LOCATION: Los Angeles, CA
PRICE: $2,687,000
SIZE: 3,016 square feet, 4 bedrooms, 3 bathrooms
YOUR MAMAS NOTES: As with yesterday's discussion, we have plugged-in real estate yenta Yolanda Yakketyyak and the ever-so-powerfully well-informed Lucy Spillerguts to thank for today's discussion about dernier cri stand-up comedian and actor Aziz Ansari who has popped his real estate cherry with the $2,687,000 off-market acquisition of a Asian-inspired contemporary post-and-beam confection custom built in the late 1960s by an associate of the venerable Buff and Hensman firm in L.A.'s celeb-filled Los Feliz area.*
Mister Ansari, thirty years old and Indian by ethnicity but a born and raised native of South Carolina, is probably best known to the television-watching world for his role as the over-confident underachiever Tom Haverford on the the sitcom Parks and Recreation. The suit-favoring food aficionado has also popped up in a number of movies (I Love You Man, Get Him to the Greek, 30 Minutes or Less) and a handful of boob-toob programs (Reno 911, Scrubs). He still works the stand-up tour circuit and his latest (and third) comedy special, Buried Alive, was released last week on Netflix. We've seen it. We laughed. We loved it. Anyways...

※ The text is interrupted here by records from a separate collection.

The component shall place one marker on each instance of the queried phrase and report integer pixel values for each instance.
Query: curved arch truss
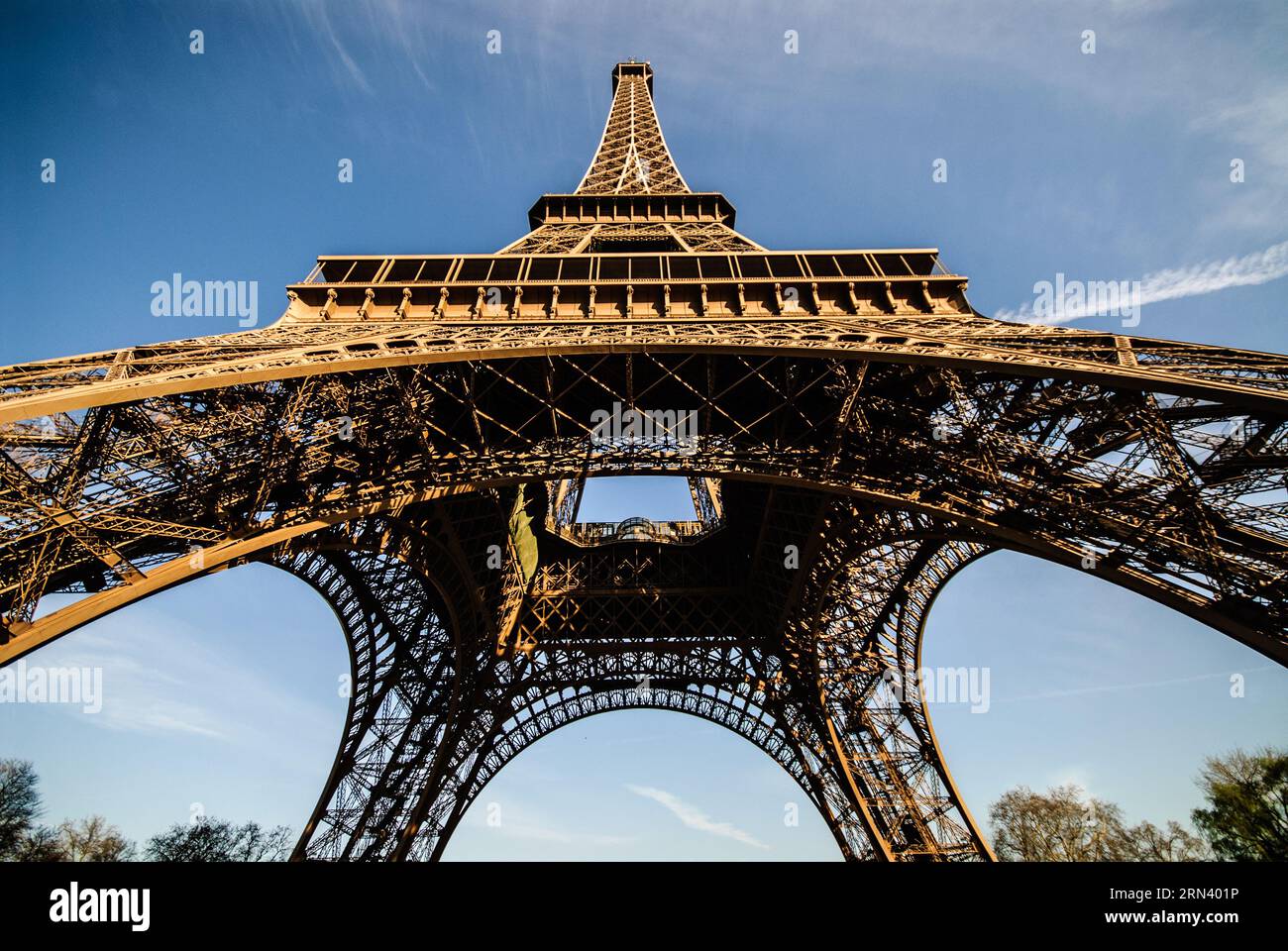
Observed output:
(853, 431)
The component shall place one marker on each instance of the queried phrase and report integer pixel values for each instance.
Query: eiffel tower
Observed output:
(412, 437)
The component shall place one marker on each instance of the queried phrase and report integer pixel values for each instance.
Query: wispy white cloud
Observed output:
(694, 817)
(1128, 687)
(1173, 283)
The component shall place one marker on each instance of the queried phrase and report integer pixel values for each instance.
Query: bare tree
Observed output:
(218, 840)
(20, 805)
(1056, 827)
(1247, 814)
(93, 840)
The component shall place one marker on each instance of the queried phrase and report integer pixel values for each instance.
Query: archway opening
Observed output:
(642, 785)
(223, 696)
(1087, 684)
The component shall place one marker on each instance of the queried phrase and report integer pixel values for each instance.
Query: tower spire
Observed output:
(632, 158)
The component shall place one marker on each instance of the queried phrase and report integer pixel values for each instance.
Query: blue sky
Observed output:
(223, 166)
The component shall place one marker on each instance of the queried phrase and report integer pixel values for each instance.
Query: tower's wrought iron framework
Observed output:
(412, 435)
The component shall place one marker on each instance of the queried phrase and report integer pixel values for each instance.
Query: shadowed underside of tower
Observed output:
(412, 437)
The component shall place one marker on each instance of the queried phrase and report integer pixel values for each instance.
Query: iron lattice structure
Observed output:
(412, 435)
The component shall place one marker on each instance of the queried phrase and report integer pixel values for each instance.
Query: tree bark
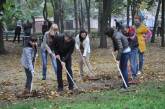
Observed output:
(2, 48)
(55, 5)
(76, 15)
(128, 6)
(61, 15)
(45, 12)
(155, 23)
(133, 11)
(87, 3)
(105, 22)
(163, 23)
(33, 25)
(82, 18)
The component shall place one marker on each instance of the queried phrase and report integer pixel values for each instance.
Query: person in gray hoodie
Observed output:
(27, 61)
(121, 45)
(47, 48)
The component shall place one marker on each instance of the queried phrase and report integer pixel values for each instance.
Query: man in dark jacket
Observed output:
(133, 43)
(64, 47)
(121, 45)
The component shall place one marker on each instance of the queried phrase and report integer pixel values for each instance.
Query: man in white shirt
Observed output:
(83, 47)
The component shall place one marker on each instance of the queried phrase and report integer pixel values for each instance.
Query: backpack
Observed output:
(148, 35)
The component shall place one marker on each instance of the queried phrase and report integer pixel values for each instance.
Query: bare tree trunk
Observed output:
(45, 12)
(33, 25)
(163, 23)
(133, 11)
(2, 48)
(107, 4)
(87, 3)
(155, 23)
(55, 5)
(76, 16)
(100, 13)
(61, 15)
(82, 16)
(128, 6)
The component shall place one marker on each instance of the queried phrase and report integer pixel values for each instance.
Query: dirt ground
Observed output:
(12, 77)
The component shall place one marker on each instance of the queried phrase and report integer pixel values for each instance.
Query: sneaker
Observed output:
(139, 72)
(133, 81)
(43, 78)
(123, 90)
(60, 90)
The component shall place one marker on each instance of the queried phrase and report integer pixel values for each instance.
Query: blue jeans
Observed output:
(68, 64)
(141, 61)
(133, 61)
(44, 54)
(123, 67)
(29, 77)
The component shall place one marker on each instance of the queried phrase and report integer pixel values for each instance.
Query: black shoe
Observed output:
(60, 90)
(44, 78)
(71, 88)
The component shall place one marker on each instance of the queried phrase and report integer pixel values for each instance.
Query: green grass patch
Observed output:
(147, 96)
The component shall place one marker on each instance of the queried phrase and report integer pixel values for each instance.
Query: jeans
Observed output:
(44, 54)
(141, 61)
(133, 61)
(68, 64)
(123, 67)
(29, 78)
(17, 34)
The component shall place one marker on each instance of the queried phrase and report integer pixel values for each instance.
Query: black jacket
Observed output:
(62, 48)
(120, 43)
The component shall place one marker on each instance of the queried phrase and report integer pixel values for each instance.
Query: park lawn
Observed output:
(150, 95)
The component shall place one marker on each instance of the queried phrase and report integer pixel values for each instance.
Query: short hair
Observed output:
(69, 35)
(109, 32)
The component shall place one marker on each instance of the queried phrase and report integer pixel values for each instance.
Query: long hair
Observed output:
(53, 29)
(109, 32)
(81, 38)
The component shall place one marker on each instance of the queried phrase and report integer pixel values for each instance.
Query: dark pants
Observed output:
(141, 61)
(17, 34)
(68, 64)
(123, 67)
(133, 56)
(29, 78)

Listing details that the ever-resourceful Yolanda dug up on the interenets and kindly forwarded to Your Mama indicates the painstakingly angular two-story house, which has a not-so-vague and certainly on-purpose resemblance to a bird in flight, has four bedrooms and three bathrooms in 3,016 square feet of mid-century modern-era interior space that's all but pickled in architectural amber with many if not most details and fixtures solidly intact.
A circular drive passes under a decoratively screened porte-cochere that does double-duty as the residence's two-car carport. Locked gates on either side of the carport open to high-walled courtyards, one lushly planted with a raised lounging deck and the other a perfect dog run with a wee patch of tree-shaded and sun-dappled grass.
The essentially symmetrical layout of the main floor revolves around a center hall foyer with (yummy) charcoal-colored terrazzo floors and an open-tread floating staircase that's sure to baffle boozy-eyed users. Under a deep exterior overhang a thrillingly tall wall of windows fills the room with ambient natural light.
A cook-friendly center island kitchen, on axis directly behind the foyer, still has the original oil-rubbed walnut cabinetry but has been lightly (and sensibly) upgraded with engineered stone counter tops and high-grade, up-to-date appliances. The kitchen is flanked on one side by a roomy parquet-floored living/dining room anchored by a huge fireplace and a wall of built-in bookshelves topped by triangular clerestory windows and on the other by a slightly smaller but also parquet-floor den/study/dining/family room. Both spaces have voluminous, steep-pitched vaulted ceilings and connect through wall-wide banks of sliding glass doors to the outdoor entertaining areas that run along the back of the house.
As best as Your Mama can tell all three of the guest/family bedrooms are located on the second floor along with a lone hall bathroom and an airy master bedroom defined by a high-pitched vaulted ceiling and an solid wall of glass that opens to a private deck with panoramic views over Hollywood and Los Angeles. The attached master bathroom appears to be an extraordinarily well-maintained vintage affair but is—at least for Your Mama, anyways—entirely too earth tonal in its palette. The children will note a chocolate brown wall-mounted telephone next to the crapper. Once upon a time, a wall-mounted phone next to the toilet was a convenient, hotel-style extravagance but nowadays, thanks to mobile phones, is charmingly obsolete.
Both the living room and the den/study/family room open through wide glass sliders to entertainment terraces tucked under deep and soaring eaves. Off the living room there's an outdoor living room/lounge and off the den there's a dining area with built-in barbecue. A deck extends the outdoor living areas out beyond the eaves and around a swimming pool and separate, circular spa. A short but wide row of hedges preserves privacy from the street and houses below but still allows for sweeping city and sky views.
*Iffin we're being honest—and we always are—we'd confess that we really don't know if this is the first house Mister Ansari has ever purchased. Alls we really know, butter beans, is that this is the first house this property gossip knows Mister Ansari to have bought. Okay? Okay.